No, she needed another plan. Once again, she found herself desperately missing Milolii. Th
e dragon had raised Namaka, consoled her in moments of weakness, and always had a bit of sage advice for her. And, in the end, had sacrificed herself to ensure Namaka could defeat the taniwha.
With a last look in the direction of Mu, Nyi Rara swam back down into the trench, passing several hidden sentries before reaching the tunnels into Uluhai.
Though numerous mer swam about the compound, compared to the majesty of Mu itself, the tunnels here seemed cramped and plain. In truth, whole sections had collapsed with the passage of time and the long abandonment of this colony. According to Taema, Uluhai had been founded back when Dakuwaqa ‘Ohana still ruled Mu, and in those, had housed the College of Triteia, named after some mythical mermaid out of the Middle Sea. In those days, scholars had come all the way from Ogygia, perhaps even Baltia, to research and teach here, delving into arcane metaphysics and philosophical debates that would rage on for decades at a time.
They had held discourses that had stretched for days in some cases, speculating on the nature of the Astral Realm and its liminal existence between Avaiki and the Mortal Realm. Perhaps they had come to some conclusion about reality, but if so, those thoughts were lost, known perhaps to the Urchin alone.
Of course, such things were well before Nyi Rara’s time. Now, she threaded her way among the tunnels, swimming around chunks of fallen debris the size of small buildings. In some cases, the blockages were so tight she had to squeeze around, close to the tunnel roofs. The ‘ohanas of Mu had each selected a segment of Uluhai to begin excavating as their own, though that still left great depths of the place untended.
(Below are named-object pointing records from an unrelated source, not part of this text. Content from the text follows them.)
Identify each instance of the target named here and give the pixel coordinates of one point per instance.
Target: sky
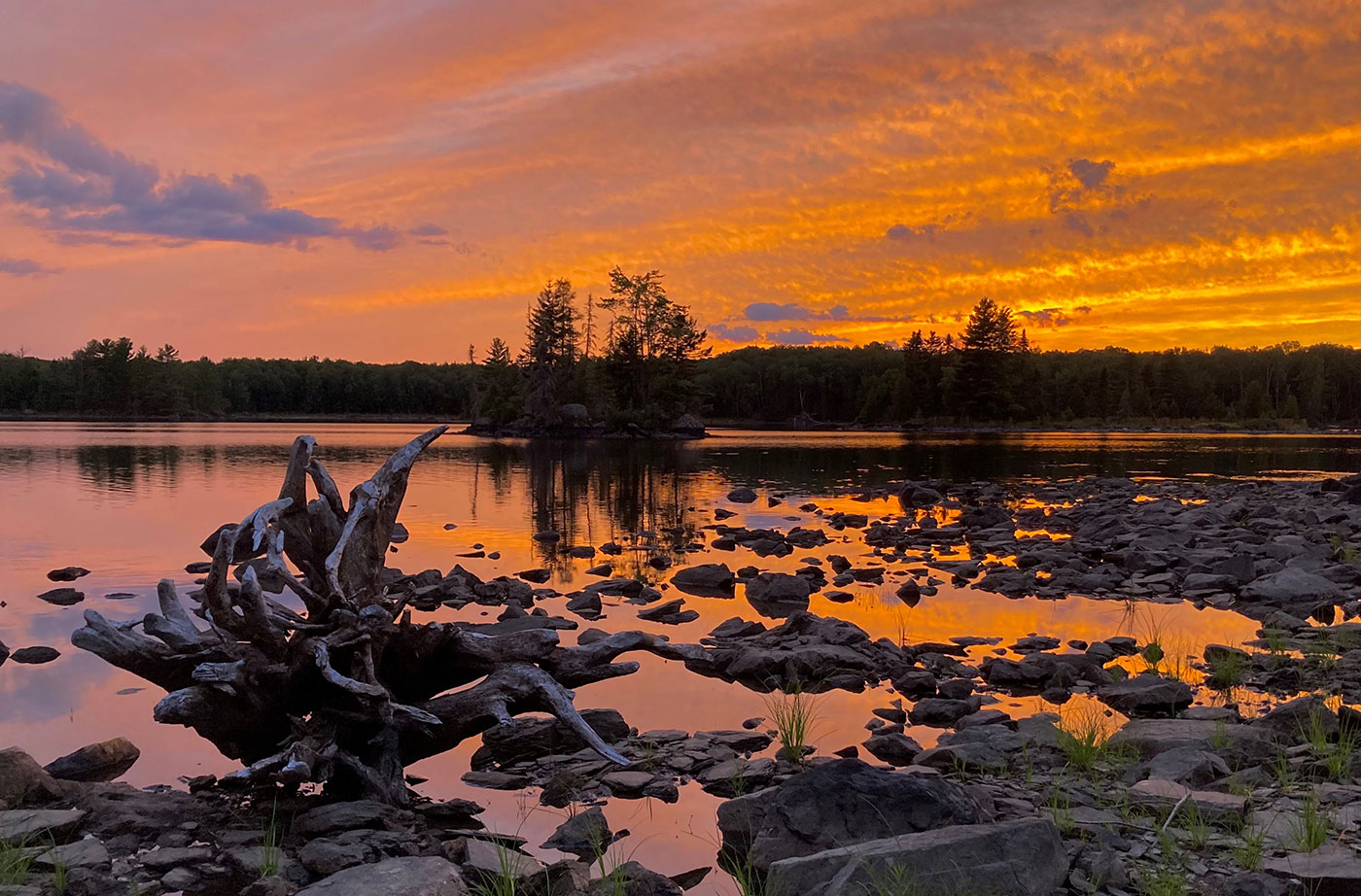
(395, 180)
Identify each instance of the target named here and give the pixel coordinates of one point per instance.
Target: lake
(132, 503)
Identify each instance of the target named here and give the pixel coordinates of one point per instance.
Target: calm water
(133, 501)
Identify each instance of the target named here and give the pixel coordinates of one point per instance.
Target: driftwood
(349, 691)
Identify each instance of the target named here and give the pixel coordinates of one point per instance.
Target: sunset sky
(394, 180)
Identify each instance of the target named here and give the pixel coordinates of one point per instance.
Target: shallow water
(133, 501)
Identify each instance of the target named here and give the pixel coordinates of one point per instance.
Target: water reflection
(132, 503)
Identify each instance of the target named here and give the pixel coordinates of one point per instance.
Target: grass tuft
(793, 712)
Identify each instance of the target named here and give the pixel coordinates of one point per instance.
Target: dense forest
(646, 362)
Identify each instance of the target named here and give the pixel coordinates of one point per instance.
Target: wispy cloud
(71, 181)
(24, 268)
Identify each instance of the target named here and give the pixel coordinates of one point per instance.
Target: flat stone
(1330, 871)
(1018, 858)
(87, 852)
(34, 656)
(95, 762)
(61, 596)
(407, 876)
(58, 825)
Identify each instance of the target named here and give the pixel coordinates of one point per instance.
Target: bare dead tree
(350, 691)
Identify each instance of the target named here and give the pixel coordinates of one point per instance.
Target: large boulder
(407, 876)
(704, 579)
(1017, 858)
(1292, 586)
(1232, 741)
(839, 804)
(1146, 695)
(95, 762)
(779, 595)
(22, 780)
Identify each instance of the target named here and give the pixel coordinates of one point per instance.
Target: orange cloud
(1183, 173)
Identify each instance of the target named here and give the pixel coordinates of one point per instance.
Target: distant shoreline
(1204, 429)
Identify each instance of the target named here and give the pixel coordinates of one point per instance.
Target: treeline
(644, 362)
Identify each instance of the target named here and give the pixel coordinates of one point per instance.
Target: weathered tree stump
(350, 691)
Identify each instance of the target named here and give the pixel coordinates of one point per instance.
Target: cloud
(24, 268)
(907, 231)
(1078, 178)
(734, 333)
(1091, 174)
(1051, 319)
(74, 183)
(771, 312)
(800, 337)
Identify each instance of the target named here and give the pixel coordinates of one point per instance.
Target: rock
(326, 857)
(61, 596)
(1295, 719)
(407, 876)
(1146, 695)
(1188, 766)
(704, 579)
(1289, 588)
(272, 885)
(778, 595)
(36, 656)
(95, 762)
(1241, 742)
(346, 816)
(585, 835)
(632, 879)
(939, 711)
(626, 783)
(1017, 858)
(893, 748)
(1213, 807)
(534, 738)
(1330, 871)
(40, 825)
(836, 804)
(487, 861)
(22, 780)
(87, 852)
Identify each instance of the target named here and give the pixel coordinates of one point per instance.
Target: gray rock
(779, 595)
(1017, 858)
(1331, 871)
(36, 656)
(22, 780)
(1242, 742)
(410, 876)
(893, 748)
(585, 835)
(45, 825)
(95, 762)
(1146, 695)
(837, 804)
(704, 578)
(346, 816)
(67, 574)
(61, 596)
(326, 857)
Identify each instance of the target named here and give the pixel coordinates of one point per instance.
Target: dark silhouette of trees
(650, 348)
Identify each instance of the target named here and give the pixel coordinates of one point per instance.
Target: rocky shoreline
(1234, 774)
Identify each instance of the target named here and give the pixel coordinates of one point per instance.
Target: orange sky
(394, 180)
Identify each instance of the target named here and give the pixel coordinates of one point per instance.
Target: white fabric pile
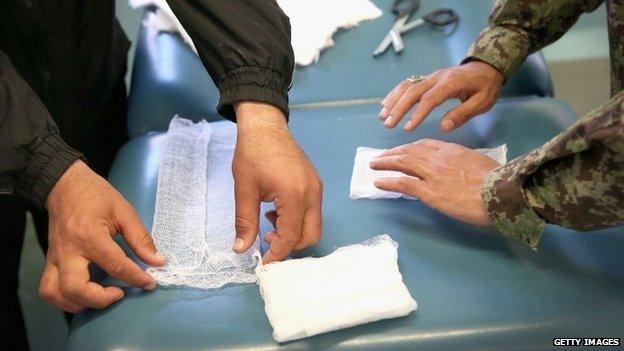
(353, 285)
(194, 228)
(194, 218)
(363, 177)
(313, 22)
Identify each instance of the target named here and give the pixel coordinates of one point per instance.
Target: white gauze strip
(363, 177)
(194, 217)
(313, 23)
(353, 285)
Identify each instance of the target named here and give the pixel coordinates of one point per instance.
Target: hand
(269, 166)
(85, 212)
(450, 177)
(476, 84)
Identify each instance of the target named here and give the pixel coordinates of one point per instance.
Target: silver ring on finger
(416, 79)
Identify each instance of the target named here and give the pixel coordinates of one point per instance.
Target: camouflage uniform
(575, 180)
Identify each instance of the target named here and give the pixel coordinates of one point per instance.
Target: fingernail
(388, 121)
(408, 125)
(448, 125)
(382, 114)
(151, 286)
(161, 257)
(238, 244)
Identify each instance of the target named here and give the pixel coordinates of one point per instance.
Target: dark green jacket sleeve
(32, 154)
(244, 45)
(519, 28)
(575, 180)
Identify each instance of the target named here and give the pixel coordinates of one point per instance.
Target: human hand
(269, 166)
(449, 175)
(476, 84)
(85, 212)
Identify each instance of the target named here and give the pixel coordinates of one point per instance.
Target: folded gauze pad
(353, 285)
(363, 178)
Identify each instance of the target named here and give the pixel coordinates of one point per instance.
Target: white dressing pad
(194, 217)
(313, 23)
(363, 177)
(353, 285)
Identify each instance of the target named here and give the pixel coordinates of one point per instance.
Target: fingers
(405, 163)
(430, 100)
(247, 216)
(288, 229)
(462, 113)
(50, 290)
(136, 235)
(76, 287)
(111, 258)
(406, 185)
(424, 146)
(311, 228)
(410, 97)
(392, 97)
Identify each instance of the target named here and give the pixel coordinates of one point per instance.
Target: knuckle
(242, 223)
(146, 241)
(114, 266)
(47, 291)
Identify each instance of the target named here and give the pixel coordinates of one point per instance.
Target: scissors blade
(383, 46)
(393, 37)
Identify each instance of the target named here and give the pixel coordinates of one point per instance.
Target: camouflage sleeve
(517, 28)
(575, 180)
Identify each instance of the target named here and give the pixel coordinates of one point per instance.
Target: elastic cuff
(252, 84)
(501, 47)
(505, 203)
(49, 159)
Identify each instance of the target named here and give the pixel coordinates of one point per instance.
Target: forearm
(244, 45)
(575, 180)
(518, 28)
(33, 154)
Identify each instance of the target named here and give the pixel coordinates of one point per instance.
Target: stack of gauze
(194, 217)
(353, 285)
(363, 177)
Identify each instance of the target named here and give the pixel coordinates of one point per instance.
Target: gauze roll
(353, 285)
(194, 217)
(363, 177)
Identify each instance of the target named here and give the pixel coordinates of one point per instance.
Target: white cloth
(313, 22)
(363, 177)
(194, 217)
(353, 285)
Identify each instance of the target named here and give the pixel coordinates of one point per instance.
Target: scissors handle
(441, 17)
(405, 10)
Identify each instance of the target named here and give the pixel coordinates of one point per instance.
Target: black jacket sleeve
(244, 45)
(32, 154)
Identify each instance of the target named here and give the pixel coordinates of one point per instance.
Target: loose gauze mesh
(194, 217)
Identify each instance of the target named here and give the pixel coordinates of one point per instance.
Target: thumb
(247, 216)
(137, 236)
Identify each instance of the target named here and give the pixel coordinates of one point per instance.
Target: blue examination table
(476, 289)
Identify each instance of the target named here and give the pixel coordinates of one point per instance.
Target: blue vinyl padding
(476, 289)
(169, 78)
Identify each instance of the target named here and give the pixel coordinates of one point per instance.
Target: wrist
(252, 114)
(63, 183)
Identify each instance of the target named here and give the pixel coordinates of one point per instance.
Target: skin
(85, 213)
(449, 175)
(476, 84)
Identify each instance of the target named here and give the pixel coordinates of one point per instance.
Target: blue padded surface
(169, 78)
(476, 290)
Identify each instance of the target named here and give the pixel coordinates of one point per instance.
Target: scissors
(439, 18)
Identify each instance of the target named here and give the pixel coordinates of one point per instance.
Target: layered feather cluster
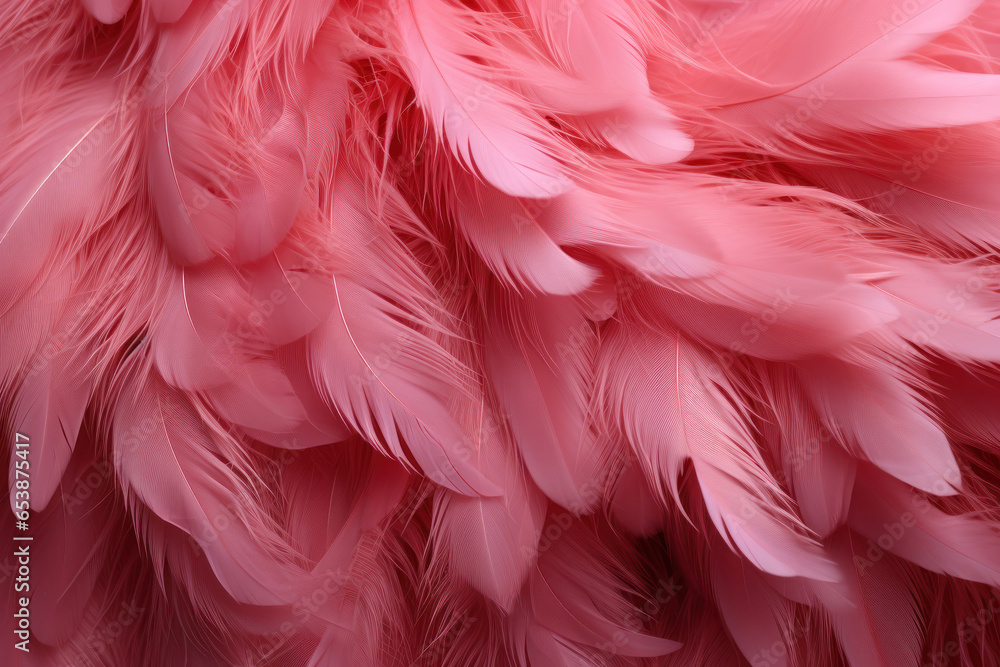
(502, 332)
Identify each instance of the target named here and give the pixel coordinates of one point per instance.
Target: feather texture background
(500, 332)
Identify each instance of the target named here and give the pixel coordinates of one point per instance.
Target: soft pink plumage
(502, 332)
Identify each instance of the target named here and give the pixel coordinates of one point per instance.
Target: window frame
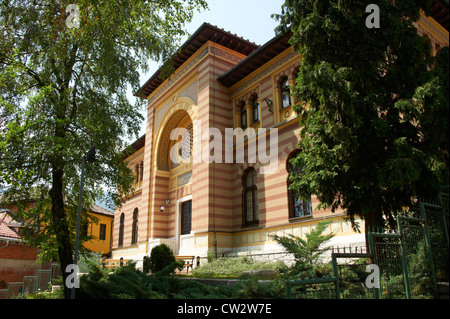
(293, 206)
(134, 229)
(256, 108)
(121, 230)
(285, 89)
(251, 190)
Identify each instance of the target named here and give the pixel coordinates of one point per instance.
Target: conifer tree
(374, 117)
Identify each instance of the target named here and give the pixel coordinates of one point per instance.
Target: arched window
(285, 93)
(250, 198)
(136, 171)
(141, 170)
(255, 109)
(243, 116)
(121, 228)
(134, 231)
(187, 142)
(297, 206)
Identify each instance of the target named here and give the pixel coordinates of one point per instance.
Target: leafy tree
(307, 252)
(63, 84)
(374, 117)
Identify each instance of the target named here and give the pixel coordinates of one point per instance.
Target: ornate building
(208, 199)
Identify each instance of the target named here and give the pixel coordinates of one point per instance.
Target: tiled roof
(100, 210)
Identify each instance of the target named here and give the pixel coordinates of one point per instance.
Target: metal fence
(31, 284)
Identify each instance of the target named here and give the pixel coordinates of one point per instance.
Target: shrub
(160, 257)
(234, 266)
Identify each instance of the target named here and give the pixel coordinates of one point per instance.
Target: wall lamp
(269, 104)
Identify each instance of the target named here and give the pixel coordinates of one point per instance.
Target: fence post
(428, 246)
(336, 276)
(404, 261)
(288, 289)
(372, 251)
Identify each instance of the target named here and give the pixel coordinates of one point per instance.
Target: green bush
(232, 267)
(160, 257)
(129, 283)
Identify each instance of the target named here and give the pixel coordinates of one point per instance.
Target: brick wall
(16, 261)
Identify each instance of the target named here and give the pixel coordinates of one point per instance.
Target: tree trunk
(60, 225)
(372, 222)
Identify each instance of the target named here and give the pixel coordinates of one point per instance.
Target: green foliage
(256, 289)
(160, 257)
(374, 118)
(129, 283)
(232, 267)
(307, 252)
(64, 90)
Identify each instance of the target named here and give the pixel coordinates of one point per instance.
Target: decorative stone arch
(178, 111)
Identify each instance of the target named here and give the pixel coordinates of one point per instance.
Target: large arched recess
(174, 116)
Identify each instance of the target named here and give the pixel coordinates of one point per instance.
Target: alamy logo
(209, 146)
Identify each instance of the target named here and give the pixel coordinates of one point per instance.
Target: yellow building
(194, 205)
(100, 231)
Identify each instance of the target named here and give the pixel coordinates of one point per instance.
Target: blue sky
(249, 19)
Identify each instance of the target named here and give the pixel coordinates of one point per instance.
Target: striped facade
(198, 206)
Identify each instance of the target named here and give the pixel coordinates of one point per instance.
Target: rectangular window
(102, 235)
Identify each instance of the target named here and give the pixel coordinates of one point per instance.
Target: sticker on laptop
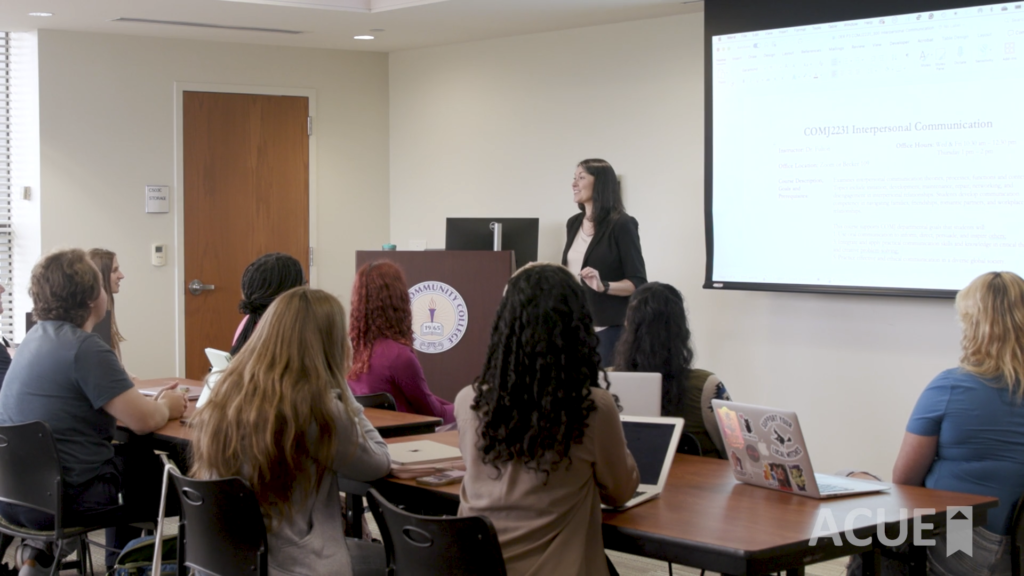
(730, 427)
(737, 464)
(797, 475)
(747, 427)
(781, 476)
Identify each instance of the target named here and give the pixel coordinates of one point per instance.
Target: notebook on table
(422, 452)
(767, 449)
(652, 441)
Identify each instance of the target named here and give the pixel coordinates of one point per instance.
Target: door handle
(197, 287)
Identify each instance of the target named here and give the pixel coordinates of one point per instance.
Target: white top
(573, 260)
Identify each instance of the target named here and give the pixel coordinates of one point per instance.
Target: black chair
(688, 445)
(221, 527)
(30, 477)
(381, 400)
(1017, 538)
(419, 545)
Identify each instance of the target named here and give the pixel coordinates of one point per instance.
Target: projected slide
(881, 153)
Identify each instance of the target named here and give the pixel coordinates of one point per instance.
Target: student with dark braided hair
(543, 443)
(265, 279)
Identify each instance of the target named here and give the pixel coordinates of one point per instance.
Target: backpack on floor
(136, 559)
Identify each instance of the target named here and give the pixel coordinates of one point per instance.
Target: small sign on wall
(157, 199)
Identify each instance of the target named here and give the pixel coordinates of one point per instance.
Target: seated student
(382, 339)
(282, 418)
(543, 443)
(69, 378)
(967, 432)
(656, 338)
(263, 280)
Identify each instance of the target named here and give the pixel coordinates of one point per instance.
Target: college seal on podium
(439, 317)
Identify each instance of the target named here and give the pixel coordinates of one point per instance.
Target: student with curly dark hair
(382, 339)
(656, 338)
(543, 443)
(265, 279)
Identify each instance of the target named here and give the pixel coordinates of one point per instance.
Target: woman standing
(602, 247)
(382, 339)
(543, 443)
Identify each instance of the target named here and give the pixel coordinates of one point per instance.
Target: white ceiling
(416, 27)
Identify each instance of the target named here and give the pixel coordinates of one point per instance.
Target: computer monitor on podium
(518, 235)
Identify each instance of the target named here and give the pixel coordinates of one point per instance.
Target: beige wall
(496, 128)
(108, 128)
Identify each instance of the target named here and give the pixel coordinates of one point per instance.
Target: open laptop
(218, 363)
(639, 393)
(652, 441)
(767, 449)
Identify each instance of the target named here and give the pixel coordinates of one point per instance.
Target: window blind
(6, 232)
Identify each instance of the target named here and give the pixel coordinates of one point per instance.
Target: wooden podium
(479, 279)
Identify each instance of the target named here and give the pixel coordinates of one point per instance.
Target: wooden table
(706, 519)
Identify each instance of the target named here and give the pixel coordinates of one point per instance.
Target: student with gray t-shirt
(66, 376)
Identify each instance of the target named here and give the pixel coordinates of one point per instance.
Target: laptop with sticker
(652, 441)
(766, 448)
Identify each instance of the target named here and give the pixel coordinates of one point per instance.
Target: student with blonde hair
(282, 417)
(967, 430)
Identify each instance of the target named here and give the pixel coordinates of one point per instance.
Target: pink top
(394, 369)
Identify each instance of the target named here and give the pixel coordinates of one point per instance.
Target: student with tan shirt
(543, 444)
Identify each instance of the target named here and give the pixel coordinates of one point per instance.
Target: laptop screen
(648, 442)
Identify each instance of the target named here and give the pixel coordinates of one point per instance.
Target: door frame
(177, 193)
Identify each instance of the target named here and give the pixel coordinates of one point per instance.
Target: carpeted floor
(626, 564)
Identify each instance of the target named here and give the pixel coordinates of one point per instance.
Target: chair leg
(55, 567)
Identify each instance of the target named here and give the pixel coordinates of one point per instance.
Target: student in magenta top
(382, 337)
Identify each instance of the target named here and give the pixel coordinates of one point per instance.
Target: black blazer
(614, 252)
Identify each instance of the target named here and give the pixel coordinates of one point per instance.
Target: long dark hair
(607, 199)
(264, 280)
(656, 338)
(534, 397)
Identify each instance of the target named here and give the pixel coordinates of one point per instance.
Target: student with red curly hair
(382, 340)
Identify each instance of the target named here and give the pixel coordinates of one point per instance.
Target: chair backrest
(419, 545)
(221, 530)
(30, 468)
(381, 400)
(1017, 538)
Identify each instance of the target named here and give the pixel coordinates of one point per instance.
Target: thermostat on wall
(159, 254)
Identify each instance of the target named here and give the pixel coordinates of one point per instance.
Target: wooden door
(246, 194)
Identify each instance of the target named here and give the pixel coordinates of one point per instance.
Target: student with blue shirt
(967, 432)
(66, 376)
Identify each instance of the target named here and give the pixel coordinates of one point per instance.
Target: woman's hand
(592, 278)
(174, 399)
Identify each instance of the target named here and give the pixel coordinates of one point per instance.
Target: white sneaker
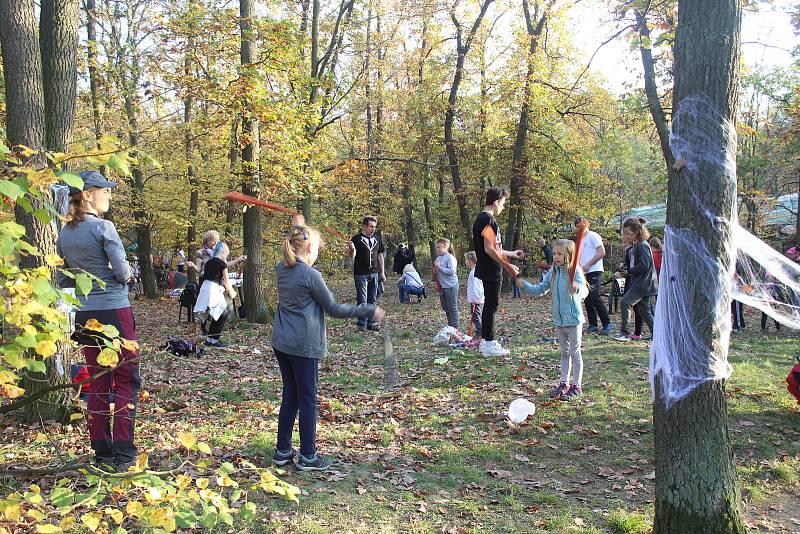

The he‘e might know about this place, and the arguments about abandoning Uluhai had continued the entire time Nyi Rara had been here. They could push out further, yes, but the truth remained that all former colonies, outposts, and fallen cities had been built in the days when Mu held the he‘e as slaves. There was nowhere they didn’t know of, so now Queen Aiaru clung to the fragile hope the trench structure of this city would make it defensible.